In the following 24 hours, he had 3 catscans, 8 hours apart, to check for any brain activity before he was given one last test. We called family from all over the east coast and we stood over his bed at 11pm on April 4th as they conducted his final test. He was unhooked from all his monitors and we waited and prayed over him, begging for even a flinch, a breath, a hiccup. I held his mother down while she screamed for him to please wake up. If the test wasn't silent, we'd have to start the 24 hours over again. At 11:35pm on April 4, 2018, Gavin was pronounced dead. Although doctors say he truly died here at home, in my arms. I still have nightmares. I still want his mother to know I tried to save him, I'd have given him my very life if God would let him have it.
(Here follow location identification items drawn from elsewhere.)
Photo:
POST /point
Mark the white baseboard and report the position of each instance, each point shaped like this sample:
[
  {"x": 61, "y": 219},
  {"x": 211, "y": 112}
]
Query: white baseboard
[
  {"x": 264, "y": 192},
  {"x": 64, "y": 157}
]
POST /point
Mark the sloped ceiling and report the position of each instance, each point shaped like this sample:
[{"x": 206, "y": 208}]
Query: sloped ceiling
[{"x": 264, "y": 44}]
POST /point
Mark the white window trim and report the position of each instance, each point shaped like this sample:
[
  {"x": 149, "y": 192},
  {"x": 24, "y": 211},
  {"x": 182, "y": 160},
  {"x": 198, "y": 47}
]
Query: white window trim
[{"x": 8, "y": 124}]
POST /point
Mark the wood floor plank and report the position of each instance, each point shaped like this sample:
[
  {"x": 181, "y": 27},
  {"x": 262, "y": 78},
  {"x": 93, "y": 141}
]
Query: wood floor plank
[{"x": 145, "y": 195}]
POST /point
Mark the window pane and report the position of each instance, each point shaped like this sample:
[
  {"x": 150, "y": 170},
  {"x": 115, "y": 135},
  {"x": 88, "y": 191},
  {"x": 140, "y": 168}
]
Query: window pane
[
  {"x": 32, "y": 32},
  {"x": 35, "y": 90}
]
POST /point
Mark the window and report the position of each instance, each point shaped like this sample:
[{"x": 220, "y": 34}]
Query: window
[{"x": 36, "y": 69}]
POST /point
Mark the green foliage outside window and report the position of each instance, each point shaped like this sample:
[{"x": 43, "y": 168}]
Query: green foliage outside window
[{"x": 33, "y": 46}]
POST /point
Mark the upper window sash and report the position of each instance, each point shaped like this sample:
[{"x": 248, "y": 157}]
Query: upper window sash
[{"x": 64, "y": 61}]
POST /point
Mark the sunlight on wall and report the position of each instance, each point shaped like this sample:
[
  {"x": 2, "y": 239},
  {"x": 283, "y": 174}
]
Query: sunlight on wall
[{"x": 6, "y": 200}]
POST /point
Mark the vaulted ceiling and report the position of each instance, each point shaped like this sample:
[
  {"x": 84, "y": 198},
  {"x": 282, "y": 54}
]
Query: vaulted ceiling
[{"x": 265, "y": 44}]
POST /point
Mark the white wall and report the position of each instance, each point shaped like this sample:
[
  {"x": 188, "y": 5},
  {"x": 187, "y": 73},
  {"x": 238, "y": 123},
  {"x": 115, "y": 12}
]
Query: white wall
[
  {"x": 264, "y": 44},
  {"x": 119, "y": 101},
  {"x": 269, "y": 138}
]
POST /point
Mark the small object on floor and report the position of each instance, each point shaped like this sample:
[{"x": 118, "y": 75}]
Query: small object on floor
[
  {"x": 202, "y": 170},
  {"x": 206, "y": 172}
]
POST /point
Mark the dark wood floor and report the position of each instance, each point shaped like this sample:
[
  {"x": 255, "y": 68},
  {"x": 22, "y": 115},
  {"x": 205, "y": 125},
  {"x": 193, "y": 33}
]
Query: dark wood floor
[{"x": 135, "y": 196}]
They say CPR kept his heart beating long enough for the family to say goodbye and his parents to donate his organs. I was contacted by the mother of a young man who received a kidney from Gavin yesterday. It was very bitter sweet. A month after Gavin passed, I found out on Mothers day that I was pregnant. We had already had 2 miscarriages and we believe that's so Gavin could have 2 siblings in Heaven like he did here on earth. Before his passing, he was baptized on his deathbed, my fiance and I are his God parents.

I'm sorry this is so long, if anyone made it this far- thank you for hearing my story. I figured it would help to write down, I relive it everyday. My son is 11 weeks old today and I wish I could have just one picture of the two of them together. Anyways, hold the ones you love tight and ALWAYS say "I love you, goodnight." You really don't know how important it is until it's too late.